Richardson's disappearance was covered on an episode of Disappeared on the Investigation Discovery channel, entitled "Lost in the Dark"; it first aired on November 19, 2012, as the season 6 premiere.

Richardson's disappearance is featured on Season 3 of the “Hell and Gone” podcast by journalist and private investigator Catherine Townsend, and on Episode #65 of the "My Favorite Murder" podcast (April 20, 2017 - "Pre-Milked Cereal").

==Lawsuits==
Richardson's family has filed several lawsuits against the Los Angeles County Sheriff's Department for releasing her from jail even though, they claim, she was experiencing severe bipolar disorder at the time. In 2011, her parents, who had sued separately, were awarded $450,000 each. Richardson's girlfriend, Tessa Moon, refutes claims that Richardson had any mental illness.

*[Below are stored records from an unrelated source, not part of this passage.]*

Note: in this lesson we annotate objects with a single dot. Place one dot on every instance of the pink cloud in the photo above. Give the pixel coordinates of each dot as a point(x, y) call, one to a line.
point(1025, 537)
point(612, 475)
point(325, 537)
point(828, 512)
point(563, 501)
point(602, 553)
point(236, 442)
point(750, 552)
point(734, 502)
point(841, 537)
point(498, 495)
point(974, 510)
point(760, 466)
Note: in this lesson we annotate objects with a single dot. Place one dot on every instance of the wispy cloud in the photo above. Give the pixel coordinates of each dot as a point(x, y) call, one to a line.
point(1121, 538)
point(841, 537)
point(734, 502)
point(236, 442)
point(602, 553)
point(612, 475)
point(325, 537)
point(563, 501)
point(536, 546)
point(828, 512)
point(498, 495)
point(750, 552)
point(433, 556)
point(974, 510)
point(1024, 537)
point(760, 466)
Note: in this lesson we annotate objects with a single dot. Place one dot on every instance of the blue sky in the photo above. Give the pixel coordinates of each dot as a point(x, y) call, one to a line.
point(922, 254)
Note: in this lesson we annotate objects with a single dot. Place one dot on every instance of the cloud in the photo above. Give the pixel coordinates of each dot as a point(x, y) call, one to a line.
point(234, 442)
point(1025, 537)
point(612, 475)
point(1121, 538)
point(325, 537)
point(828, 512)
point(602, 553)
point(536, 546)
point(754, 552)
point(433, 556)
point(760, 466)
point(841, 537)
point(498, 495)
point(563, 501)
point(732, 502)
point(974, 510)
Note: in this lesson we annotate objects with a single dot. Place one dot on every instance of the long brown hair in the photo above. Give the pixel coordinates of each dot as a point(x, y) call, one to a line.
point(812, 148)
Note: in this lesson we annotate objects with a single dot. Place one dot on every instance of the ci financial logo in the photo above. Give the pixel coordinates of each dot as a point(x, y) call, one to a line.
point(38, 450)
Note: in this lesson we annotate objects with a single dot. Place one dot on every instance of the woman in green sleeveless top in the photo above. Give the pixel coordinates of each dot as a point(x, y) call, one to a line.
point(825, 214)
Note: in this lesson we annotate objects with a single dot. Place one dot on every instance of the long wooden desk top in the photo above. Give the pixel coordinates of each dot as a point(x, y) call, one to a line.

Richardson's family also asked the California Attorney General's office to review the sheriff's office's handling of the case. In November 2015, after reviewing 500 pages of documents sent with the request, the office of California then-Attorney General Kamala Harris replied that it had not found any grounds for criminal charges against the sheriff or his deputies. The Attorney General's office also found no evidence that the sheriff's office had mishandled Richardson's family's complaint against it. However, in January 2016, the California Attorney General's office reversed itself and announced it was beginning a criminal investigation of the case.

On January 30, 2017, the California Attorney General's office concluded that there was insufficient evidence to support criminal prosecution of anyone involved in the handling of the case.